Fernando Rojas (born Carlos Fernando Rojas on September 4, 1968) is a Colombian-American producer, composer, writer, and pianist. He gained popularity in 2001 with his original song "Melody in the Key of Love," which received television airtime and promotion on MTV internationally. In 2003, he represented the United States of America with his "In The Night I'll Be Dreaming of You" in the 44th annual Viña del Mar International Song Festival in Chile. Rojas's work as a film producer includes development of an independent film, "Prince of Paupers," based on the memoirs of Guillermo Descalzi, who rose to prominence as the leading political commentator for the Spanish international networks Telemundo and Univision. Rojas also is vice-president of Flamingo Digital Records, a record company which he founded in 1997.

Early life
Fernando de Rojas was born in Bogota, Colombia in 1968, to a musical family with two sisters. His entire family has migrated to New York City in 1981, when he was just thirteen years old, and they have resided in different areas of the city ever since. Fernando currently lives in Uptown Manhattan, where he continues to develop projects in both film and music.

Film career

Maria Full of Grace
Fernando worked with the production team, including producer Paul Mezey and director Joshua Marston, for the presentation of the 2004 drama film Maria Full of Grace at the Cartagena Film Festival. The film was greatly successful at the festival, winning awards including the Colombian Cinema Award for best actress (Catalina Moreno) and the Special Jury Prize for directing (Joshua Marston). The film was then nominated for an Academy Award and a Screen Actors Guild Award for Best Performance by an Actress in a Leading Role (Catalina Moreno).

Prince of Paupers
Rojas spearheaded production for a film, Prince of Paupers, chronicling the life of internationally acclaimed newscaster Guillermo Descalizis. The film's followed the timeline of Descalizi's life, from his fall from fame, his subsequent life as a homeless man, and his gradual and triumphant reascension to prominence. The film was co-produced by Audit Trail, Inc., whose credits include post-production for the Oscar-winning film Monster (2003 film). Part of the proceeds were to be donated to the memorial fund of Dick York, in celebration of the iconic American actor's philanthropy work. At this point, production for the film has been placed on hold due to unexplained political opposition.

Music career

Flamingo Digital Records
In 1997, Rojas created and began developing his own record label, Flamingo Digital Records. With his own extended play and singles, he became the first artist produced under this new record company. The first single from Flamingo Digital was Rojas's own Melody In The Key of Love, which was promoted on an infomercial on Spanish television networks. Currently, the label is at work on new projects for 2015 and 2016, though none have been announced yet.

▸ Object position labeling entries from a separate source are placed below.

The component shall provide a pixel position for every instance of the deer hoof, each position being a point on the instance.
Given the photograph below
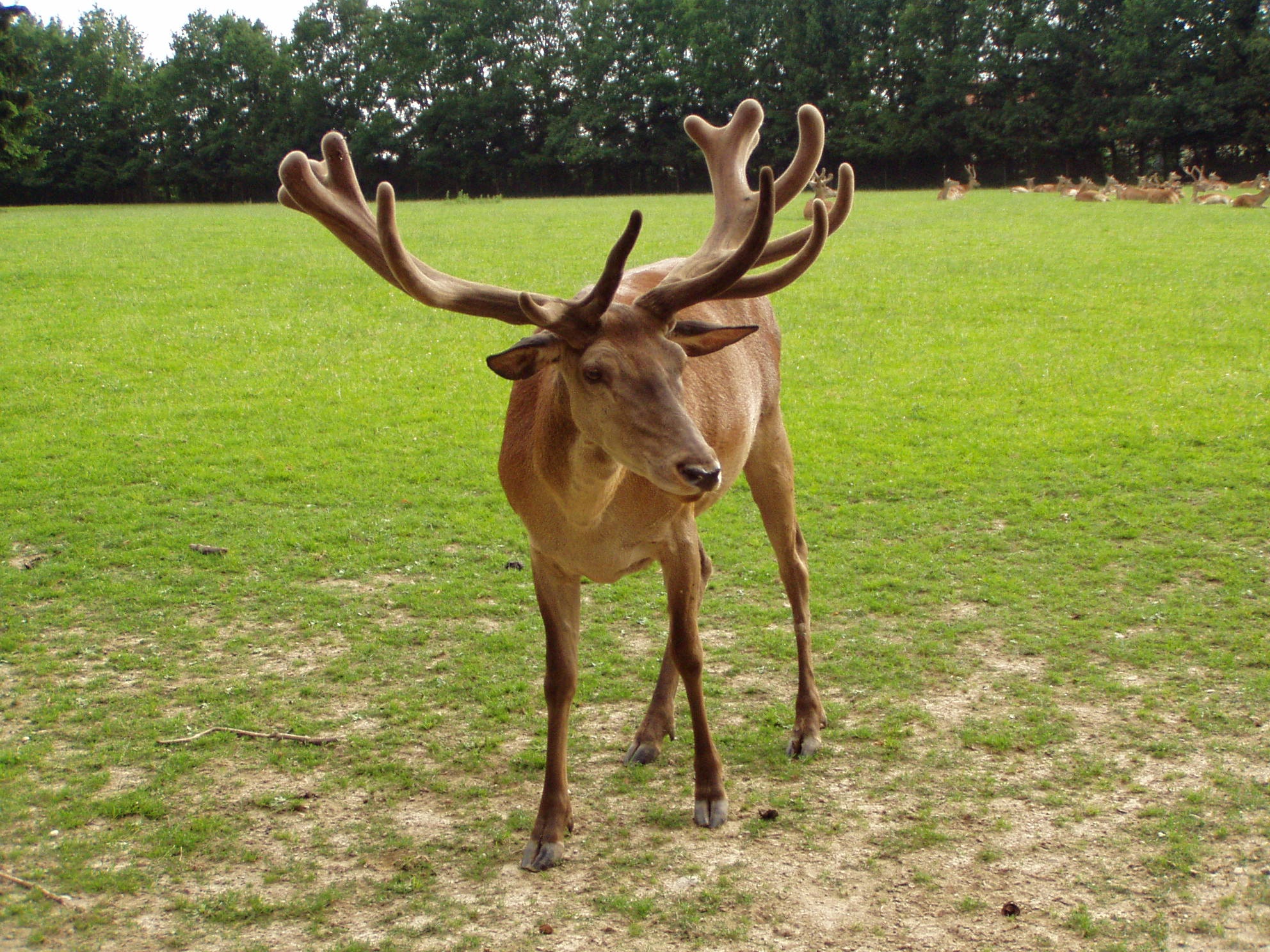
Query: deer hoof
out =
(803, 747)
(640, 753)
(711, 814)
(542, 855)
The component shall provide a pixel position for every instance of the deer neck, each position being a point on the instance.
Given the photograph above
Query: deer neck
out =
(581, 474)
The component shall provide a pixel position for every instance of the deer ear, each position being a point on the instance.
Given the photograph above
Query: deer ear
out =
(698, 338)
(526, 357)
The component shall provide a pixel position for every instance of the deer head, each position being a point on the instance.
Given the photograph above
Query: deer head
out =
(620, 361)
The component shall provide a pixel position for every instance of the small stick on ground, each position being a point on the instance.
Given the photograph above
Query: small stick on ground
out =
(36, 887)
(273, 735)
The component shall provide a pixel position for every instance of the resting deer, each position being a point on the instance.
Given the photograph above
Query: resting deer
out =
(954, 189)
(1054, 187)
(819, 184)
(1253, 200)
(635, 405)
(1200, 197)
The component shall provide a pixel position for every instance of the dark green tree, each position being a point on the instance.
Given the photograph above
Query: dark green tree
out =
(224, 107)
(92, 88)
(341, 78)
(18, 113)
(476, 85)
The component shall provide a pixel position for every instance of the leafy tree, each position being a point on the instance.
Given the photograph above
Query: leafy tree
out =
(341, 77)
(92, 90)
(476, 84)
(18, 115)
(224, 109)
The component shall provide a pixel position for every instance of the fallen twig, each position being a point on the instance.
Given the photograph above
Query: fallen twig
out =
(36, 887)
(273, 735)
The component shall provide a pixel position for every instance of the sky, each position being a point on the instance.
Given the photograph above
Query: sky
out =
(158, 19)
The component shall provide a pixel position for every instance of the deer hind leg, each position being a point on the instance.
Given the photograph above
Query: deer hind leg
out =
(658, 720)
(559, 602)
(770, 473)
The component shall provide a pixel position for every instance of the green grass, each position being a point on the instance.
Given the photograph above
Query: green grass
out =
(1033, 468)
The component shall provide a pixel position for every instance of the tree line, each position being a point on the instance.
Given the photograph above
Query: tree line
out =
(556, 97)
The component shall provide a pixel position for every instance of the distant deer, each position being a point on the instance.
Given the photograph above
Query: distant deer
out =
(635, 405)
(1053, 187)
(1253, 200)
(954, 189)
(1089, 192)
(819, 184)
(1200, 197)
(1155, 196)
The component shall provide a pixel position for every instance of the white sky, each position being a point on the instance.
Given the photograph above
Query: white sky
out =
(158, 19)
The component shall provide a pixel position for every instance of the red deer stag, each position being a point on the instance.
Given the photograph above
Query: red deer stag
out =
(635, 405)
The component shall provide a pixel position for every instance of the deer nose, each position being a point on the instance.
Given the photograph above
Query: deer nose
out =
(700, 476)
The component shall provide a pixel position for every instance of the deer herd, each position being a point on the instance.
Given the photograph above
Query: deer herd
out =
(1205, 189)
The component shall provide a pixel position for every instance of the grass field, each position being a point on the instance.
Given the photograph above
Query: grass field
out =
(1034, 474)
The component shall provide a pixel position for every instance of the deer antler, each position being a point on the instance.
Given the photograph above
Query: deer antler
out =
(328, 191)
(743, 219)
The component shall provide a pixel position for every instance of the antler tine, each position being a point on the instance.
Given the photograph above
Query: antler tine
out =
(676, 294)
(801, 168)
(839, 212)
(436, 289)
(778, 278)
(328, 191)
(599, 299)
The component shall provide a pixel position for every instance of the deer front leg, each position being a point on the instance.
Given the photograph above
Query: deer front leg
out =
(659, 720)
(770, 473)
(559, 602)
(681, 569)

Viña del Mar International Song Festival
Fernando was selected to compete in the Viña del Mar International Song Festival in 2003, representing the United States of America. For the festival, he composed and produced an original song, entitled, "In The Night I'll Be Dreaming of You." The song was performed by a full orchestra and soprano Gabrielle Sterbenz as featured vocalist. In addition to an all-English version, a bilingual English-Spanish version was also performed. Rojas was present and served as the pianist at the event, and he oversaw all production and orchestration of the song throughout the process.

Discography
EP's
Melody in the Key of Love (2014)

Singles
Melody in the Key of Love (2005) ~ A commercial for the spans
Storybook Romance'' (2012)El Camino De La Vida (2013)Entre Dos Aguas'' (2014)

Political work

2016 United States presidential campaign
Fernando aided in the advancement of Donald Trump in the 2016 U.S. presidential campaign by writing directly to British politician Nigel Farage on August 5, 2016, beckoning him to contact Trump for a collaborative meeting. Within a week of Rojas's contact, Farage was invited to a Trump rally, where he then appeared, showing his support for the candidate.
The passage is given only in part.